In this case, Media Pedia gives the article very high marks for clarity (9/10) and also praises it for “conveying the gravity of the situation.” Marcus and the editors should be proud.
When you’re ready to “pedia” another article, let’s say this one from Wonkette, dealing with the same historic moment: Trump-Defending Idiots: Free Speech is Dead. Jack Smith Killed It All, hit “clear” on Media Pedia and copy-paste this new URL. Hitting “go” tells you, for one, that the Wonkette article is not written objectively at all. It’s reasoning: the article calls Donald Trump a “lying scumbag,” which is subjective language. But it does praise the article for its use of metaphors and allusions!
How it works internally
For the technologically curious, here is a brief summary.
A website consists of two basic parts, the front-end and the back-end:
- The front-end: This is the part that you see, that shows on your browser window with the fancy colors and fonts and verbiage. The front-end runs on your computer, inside of the browser, whether it is Chrome, Edge, Safari, or other. Some examples of front-ends are below.
The front-end is coded in HTML, the universal language of producing the plain or snazzy web pages we see on the internet. It’s easy to look at the HTML running any page — while looking at any website, hit “ctrl+u”. A new page will open up, showing code. Up top, usually, you see an opening tag: “<html”. The rest of the HTML code follows.
The HTML is where programmers can have our own version of “fun”. I, personally, had a lot of fun making Media Pedia look like the legendary Jukt Micronics.
- The back-end: At the top of the front-end you see the URL: the text that starts with “http” and contains several slash characters and usually a “.com”, “.edu”, “.org” or other.
The domain is the address of the back-end. It tells you where on the internet, which is global, the back-end lives — almost like the name of a city in the world. The back-end, or web server, is a program running on some computer on the internet, that is “serving” you your website, almost like a server at a table might ladle soup into your bowl.

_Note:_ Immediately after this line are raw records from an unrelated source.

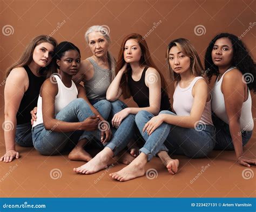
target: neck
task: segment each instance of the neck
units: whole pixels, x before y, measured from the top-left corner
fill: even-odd
[[[221,75],[222,75],[224,73],[226,72],[226,71],[230,68],[231,66],[231,65],[229,65],[228,66],[219,66],[219,73]]]
[[[104,63],[106,64],[109,62],[108,58],[107,58],[107,54],[104,54],[103,56],[98,58],[95,55],[93,55],[92,57],[93,58],[94,60],[97,63]]]
[[[66,87],[70,87],[72,83],[71,80],[72,76],[67,74],[61,70],[59,72],[59,74],[60,74],[62,82],[63,82]]]
[[[39,76],[39,70],[41,68],[38,65],[37,65],[33,61],[32,61],[30,63],[28,66],[31,72],[34,74],[36,76]]]
[[[188,81],[194,78],[194,76],[190,72],[190,70],[188,70],[186,72],[180,74],[180,81]]]
[[[132,73],[136,74],[142,71],[142,67],[140,66],[138,62],[131,62],[130,65],[132,68]]]

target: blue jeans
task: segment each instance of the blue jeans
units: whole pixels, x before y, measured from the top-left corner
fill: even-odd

Media Pedia has these same two parts. Its web server lives on Google Cloud, here: https://media-pedia-394501.wl.r.appspot.com/ . Its front-end lives on your browser, when you navigate to the URL above.
When you hit “go”, Media Pedia peeks at the HTML of the news article you are asking it to blurb. It picks up only the paragraphs from that article. This is the text within paragraph tags within the HTML, like this: <p>Some arbitrarily long or short paragraph</p>. It then takes that text, and asks AI some questions about it.
- LLM API: Media Pedia needs to call upon a third part: the large language model engine that is going to churn through the text of the article and blurb it. For this, it hooks into LangChain, a free platform for programmers, which allows a programmer to code a connection to a number of large language models commercially available today. I chose to have LangChain hook into OpenAI’s “text-davinci-003” model.
All the code is up on GitHub.
While LangChain is free, OpenAI is not; and this brings us to our first limitation: cost. Each time we use Media Pedia we incur some fractions of a cent cost. It’s not much, but so far, for just one person, I have incurred $0.86. This can get pretty large for a real public website.
Another limitation is text size. The platform can only scan about 1,500 characters of the article. While still useful, it is by no means enough, and if this project were to become real, we would need to have AI read the entire article.
Lastly, we come to the limitations of the AI itself. While startlingly human-like, sometimes, AI’s non-human origins show. One might have noticed the somewhat nonsensical way it chose to explain the Wonkette article above: “Jack Smith, the Special Counsel, allowed Donald Trump to maintain his identity as a liar.”
If one has lived in the world as a human, this way of speaking of identity makes no sense. Then again, perhaps AI knows something we don’t?